The angle that war values more the skill, leadership and valiance of individual soldiers, rather than the ratio of what it costs when they die compared to what amount of expenditure they can cause beforehand, is to delude one's self that generals and politicians will value the lives of soldiers over capital in a way they don't when they were civilians employed for wage-labour and thus trick themselves into thinking there's something glorious about war. It isn't, you either die in the service of capital, or rarely, you die in an unwelcome necessity for self-defence because fascists didn't like your socialist project.
>>2110613Shameful strawman.
Ukraine doesn't even have enough troops to rotate units out every few weeks as was the norm in most wars. Even if they couldn't afford to mobilise more men there is a reason most 30+ year olds in WWI/WWII weren't assigned to the infantry.
The Ukrops deployed a deliberate strategy of burning up Homo Sovieticus in the belief that Western aid/sanctions would end the war soon.
>>2110476>but because lack of traffic control meant they jammed up the roads and ran out of suppliesAre you with that stupid column thing again? Lmao, Ukrainians to this day believe that they ever damaged it?
Russian tactic was pushing forward, abandoning broken vehicles on their path, all this kind of thing. They broke through, and that implies a second echelon to guard positions and roads. There was no meaningful second echelon.
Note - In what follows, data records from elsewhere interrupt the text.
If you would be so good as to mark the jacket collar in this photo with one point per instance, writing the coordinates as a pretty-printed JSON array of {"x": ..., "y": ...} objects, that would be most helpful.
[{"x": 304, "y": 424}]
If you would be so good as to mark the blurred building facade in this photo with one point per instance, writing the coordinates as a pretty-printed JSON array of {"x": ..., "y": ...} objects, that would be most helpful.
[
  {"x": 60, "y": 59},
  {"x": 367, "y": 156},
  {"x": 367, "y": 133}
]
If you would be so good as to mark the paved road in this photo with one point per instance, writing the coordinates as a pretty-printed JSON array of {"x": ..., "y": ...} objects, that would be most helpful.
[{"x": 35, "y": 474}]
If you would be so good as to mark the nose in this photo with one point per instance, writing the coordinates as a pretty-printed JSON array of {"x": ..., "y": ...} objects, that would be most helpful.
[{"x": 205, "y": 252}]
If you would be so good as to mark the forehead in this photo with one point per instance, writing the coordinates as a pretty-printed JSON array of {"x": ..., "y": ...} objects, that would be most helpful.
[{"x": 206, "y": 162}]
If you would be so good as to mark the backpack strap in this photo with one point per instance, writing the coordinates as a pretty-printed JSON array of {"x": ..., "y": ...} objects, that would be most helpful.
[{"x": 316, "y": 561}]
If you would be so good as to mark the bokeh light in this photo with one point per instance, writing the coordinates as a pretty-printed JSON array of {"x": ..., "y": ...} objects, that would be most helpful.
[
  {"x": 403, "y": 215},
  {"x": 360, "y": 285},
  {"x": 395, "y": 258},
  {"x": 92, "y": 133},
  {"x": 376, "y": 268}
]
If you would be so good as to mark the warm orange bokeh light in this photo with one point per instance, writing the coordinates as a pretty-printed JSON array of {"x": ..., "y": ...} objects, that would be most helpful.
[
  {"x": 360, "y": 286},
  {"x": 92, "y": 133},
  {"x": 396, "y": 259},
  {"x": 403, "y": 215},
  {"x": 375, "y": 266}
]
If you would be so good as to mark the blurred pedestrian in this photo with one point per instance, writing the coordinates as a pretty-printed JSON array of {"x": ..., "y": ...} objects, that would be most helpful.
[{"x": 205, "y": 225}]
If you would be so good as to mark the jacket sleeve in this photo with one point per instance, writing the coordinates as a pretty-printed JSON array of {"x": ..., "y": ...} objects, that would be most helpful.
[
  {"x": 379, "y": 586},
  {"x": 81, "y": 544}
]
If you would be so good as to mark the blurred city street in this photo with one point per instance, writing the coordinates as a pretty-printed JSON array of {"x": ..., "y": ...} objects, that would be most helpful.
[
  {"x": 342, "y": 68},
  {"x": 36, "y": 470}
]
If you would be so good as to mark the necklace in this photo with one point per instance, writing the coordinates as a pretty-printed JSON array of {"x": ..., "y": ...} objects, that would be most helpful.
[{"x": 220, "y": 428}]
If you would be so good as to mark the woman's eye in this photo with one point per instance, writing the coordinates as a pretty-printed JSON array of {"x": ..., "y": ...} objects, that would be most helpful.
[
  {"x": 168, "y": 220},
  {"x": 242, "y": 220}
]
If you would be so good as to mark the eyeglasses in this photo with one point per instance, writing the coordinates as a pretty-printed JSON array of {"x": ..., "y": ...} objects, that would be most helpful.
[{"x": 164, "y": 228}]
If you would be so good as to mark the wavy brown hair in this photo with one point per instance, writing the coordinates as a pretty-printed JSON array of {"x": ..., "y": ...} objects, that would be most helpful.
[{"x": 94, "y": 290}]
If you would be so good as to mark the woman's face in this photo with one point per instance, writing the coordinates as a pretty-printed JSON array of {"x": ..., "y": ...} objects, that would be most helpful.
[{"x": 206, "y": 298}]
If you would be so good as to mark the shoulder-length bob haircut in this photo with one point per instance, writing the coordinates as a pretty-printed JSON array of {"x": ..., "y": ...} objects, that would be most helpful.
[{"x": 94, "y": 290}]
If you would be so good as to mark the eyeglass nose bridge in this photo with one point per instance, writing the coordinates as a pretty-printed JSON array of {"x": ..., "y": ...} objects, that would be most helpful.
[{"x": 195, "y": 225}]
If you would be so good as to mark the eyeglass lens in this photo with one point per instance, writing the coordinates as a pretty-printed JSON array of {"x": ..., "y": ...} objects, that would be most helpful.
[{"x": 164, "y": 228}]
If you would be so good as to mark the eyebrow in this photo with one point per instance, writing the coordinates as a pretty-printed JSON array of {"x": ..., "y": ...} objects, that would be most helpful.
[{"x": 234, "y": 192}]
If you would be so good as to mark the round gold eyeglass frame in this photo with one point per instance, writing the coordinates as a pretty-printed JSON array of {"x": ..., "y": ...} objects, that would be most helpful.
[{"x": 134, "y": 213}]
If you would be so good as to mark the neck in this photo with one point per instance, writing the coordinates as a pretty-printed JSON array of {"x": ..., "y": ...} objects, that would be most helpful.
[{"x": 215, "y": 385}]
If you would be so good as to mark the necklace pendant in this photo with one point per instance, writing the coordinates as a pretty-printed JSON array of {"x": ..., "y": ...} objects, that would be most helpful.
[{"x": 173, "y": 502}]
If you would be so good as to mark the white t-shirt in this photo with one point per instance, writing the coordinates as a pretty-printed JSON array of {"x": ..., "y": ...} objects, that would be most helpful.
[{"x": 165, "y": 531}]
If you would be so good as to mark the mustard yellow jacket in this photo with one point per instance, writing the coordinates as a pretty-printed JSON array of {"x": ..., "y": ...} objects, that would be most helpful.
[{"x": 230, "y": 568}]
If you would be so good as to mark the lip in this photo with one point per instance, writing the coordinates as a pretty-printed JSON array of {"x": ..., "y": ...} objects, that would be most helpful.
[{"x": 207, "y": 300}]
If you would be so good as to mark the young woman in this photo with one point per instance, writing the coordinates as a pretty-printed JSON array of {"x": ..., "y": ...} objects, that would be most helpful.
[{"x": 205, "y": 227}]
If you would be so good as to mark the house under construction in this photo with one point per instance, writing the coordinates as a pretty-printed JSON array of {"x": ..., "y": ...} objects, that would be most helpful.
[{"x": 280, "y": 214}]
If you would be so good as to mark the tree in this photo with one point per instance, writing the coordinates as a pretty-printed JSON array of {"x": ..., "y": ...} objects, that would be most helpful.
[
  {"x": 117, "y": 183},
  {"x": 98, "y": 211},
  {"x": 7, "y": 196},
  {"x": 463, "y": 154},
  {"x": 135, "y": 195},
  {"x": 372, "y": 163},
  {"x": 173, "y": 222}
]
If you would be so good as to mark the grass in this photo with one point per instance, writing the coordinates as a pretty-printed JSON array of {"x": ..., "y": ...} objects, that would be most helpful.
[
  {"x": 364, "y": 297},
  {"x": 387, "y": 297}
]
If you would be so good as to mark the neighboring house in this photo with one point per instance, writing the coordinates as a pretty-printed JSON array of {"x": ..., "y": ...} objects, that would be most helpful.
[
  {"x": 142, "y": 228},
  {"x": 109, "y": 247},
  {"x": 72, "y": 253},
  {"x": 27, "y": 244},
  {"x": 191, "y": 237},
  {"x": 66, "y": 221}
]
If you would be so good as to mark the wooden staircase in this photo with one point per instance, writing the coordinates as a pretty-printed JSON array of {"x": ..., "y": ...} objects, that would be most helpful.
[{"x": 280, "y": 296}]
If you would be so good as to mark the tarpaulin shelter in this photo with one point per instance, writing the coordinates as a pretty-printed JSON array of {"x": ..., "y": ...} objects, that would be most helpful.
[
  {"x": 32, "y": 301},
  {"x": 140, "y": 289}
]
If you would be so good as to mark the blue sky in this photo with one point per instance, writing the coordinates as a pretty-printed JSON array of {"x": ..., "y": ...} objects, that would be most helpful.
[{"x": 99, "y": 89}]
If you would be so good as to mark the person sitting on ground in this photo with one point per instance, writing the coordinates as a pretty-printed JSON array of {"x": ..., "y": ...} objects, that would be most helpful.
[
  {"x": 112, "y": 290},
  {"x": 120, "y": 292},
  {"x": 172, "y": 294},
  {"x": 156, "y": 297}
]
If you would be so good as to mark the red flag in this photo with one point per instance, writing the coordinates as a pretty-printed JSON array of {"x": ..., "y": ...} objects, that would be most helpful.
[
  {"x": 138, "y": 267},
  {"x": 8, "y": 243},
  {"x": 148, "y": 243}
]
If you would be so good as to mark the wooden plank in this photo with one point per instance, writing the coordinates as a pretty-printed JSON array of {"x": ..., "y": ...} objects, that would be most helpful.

Road jams is nonsense
Like, imagine slicing Ukrainian defences like knife through butter, and then doing whatever you want in their rear. But you don't have ANYBODY to hold the ground behind you
Come to think of it, this SMO was designed much like an anti-terrorist operation
>>2110684The first elements broke through and captured the outskirts of Kiev but the assault broke down because the roads were jammed and they couldn't move up artillery.
The roads were jammed. We could see it on CCTV and satellite. I don't know how you think there could be all that traffic and no "second echelon". Were they all bread trucks or something?
>>2110691Nobody ever given any explanation. Nafo ran with the story that it was 1000 km long and was bombed to shreds (no photos tho). Satellite imagery isn't real for such events, as we have learned from Bucha forgeries, Oreshnik hitting Yuzhmash and similar incidents
Like, what do you think was in those trucks? I suspect it was humanitarian aid mixed with some troops and ammo. Russia was trying to give out humanitarian aid, and there were hundrends of thousands of people living in occupation, with supply lines disrupted.